Why Shorten's 30% Minimum Trust Tax Proposal Fails the Fairness Test

Aug 3, 2017

Bill Shorten has announced that if Labor win the next election, he will seek to introduce a 30% minimum tax on most Discretionary Trust distributions. The declared intention is to stop high income earners diverting their investment income to low income earners. However there are many circumstances where this will provide a grossly unfair result to genuine arrangements.

Many small businesses are run through a discretionary trust structure to provide asset protection and to spread the income of the business across family members, many of whom actually work in the business. Currently a Mum and Dad business earning $74,000 would pay tax of $8,624 on the trust distribution if they had no other income. Under the proposed measures, the distribution would have a minimum 30% tax applied resulting in tax of $22,200. This is a tax increase of $13,576 imposed on a business run through a legitimate structure. If the business were run through any other structure the tax would only be $8,624.

Another example of the lack of fairness in this proposal is a retired couple who because of their age don't hold much in super and instead hold their investments through a family trust.
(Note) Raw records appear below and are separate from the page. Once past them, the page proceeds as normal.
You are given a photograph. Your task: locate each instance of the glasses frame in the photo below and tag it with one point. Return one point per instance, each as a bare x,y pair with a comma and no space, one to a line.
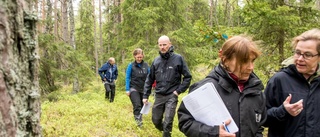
297,54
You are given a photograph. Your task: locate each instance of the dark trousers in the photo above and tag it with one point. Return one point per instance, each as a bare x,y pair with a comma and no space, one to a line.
110,91
136,100
164,106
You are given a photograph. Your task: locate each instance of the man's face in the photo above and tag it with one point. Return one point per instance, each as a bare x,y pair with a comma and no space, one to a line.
164,45
112,62
306,65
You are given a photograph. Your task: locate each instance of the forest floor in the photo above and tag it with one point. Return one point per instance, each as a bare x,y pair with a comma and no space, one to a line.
88,114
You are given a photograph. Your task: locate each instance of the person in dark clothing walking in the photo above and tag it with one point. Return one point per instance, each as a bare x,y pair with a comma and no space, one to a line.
167,69
136,75
239,88
109,73
292,94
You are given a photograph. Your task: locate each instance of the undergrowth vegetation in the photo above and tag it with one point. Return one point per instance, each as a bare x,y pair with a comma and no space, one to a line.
88,114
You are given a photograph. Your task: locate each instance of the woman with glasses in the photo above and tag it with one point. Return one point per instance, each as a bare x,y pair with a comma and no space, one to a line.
293,94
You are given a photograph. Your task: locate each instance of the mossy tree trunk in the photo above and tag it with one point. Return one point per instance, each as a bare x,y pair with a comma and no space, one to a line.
19,92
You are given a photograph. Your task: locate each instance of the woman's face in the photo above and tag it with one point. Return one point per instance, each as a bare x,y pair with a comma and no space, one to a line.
246,69
138,58
306,57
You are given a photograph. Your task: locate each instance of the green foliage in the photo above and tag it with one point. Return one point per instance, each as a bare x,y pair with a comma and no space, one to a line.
88,114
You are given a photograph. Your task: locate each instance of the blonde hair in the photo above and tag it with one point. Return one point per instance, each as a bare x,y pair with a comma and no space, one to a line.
240,47
137,51
313,34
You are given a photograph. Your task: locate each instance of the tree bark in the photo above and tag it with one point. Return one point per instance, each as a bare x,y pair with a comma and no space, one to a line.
72,25
19,92
64,23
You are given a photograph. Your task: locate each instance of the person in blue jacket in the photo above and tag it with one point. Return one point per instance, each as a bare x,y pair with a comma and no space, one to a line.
293,94
136,75
109,73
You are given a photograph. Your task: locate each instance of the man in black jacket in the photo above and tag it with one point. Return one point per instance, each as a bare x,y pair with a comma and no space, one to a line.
167,69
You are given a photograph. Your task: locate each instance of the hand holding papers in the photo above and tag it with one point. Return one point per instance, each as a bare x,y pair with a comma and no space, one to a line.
206,106
146,107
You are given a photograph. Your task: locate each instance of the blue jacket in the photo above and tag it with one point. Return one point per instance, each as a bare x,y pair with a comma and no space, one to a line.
109,72
136,75
280,122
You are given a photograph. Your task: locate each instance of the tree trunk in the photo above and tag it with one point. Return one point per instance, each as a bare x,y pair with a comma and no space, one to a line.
100,35
19,87
95,37
72,26
56,22
49,26
64,23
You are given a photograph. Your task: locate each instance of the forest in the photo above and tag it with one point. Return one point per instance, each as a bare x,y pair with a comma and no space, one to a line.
69,40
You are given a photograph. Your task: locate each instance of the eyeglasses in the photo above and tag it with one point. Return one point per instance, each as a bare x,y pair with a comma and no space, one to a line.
307,55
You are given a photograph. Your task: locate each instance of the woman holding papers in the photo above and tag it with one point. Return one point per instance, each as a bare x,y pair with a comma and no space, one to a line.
240,90
136,74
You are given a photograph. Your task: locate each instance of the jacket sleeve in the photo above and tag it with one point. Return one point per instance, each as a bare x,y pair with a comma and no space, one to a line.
263,117
116,73
128,76
148,83
192,128
274,103
186,77
102,70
If the Trust earned $56,000 in a year and the retirees had no other income, no tax would be payable on the trust distribution. However under the 30% Minimum tax proposal, these retirees would have to pay $16,800 in tax.

The proposal adds to a long list of tax increases proposed under a Labor government including a 2% tax increase for income over $180,000 to 49%, a reduction in the capital gains discount and the removal of negative gearing.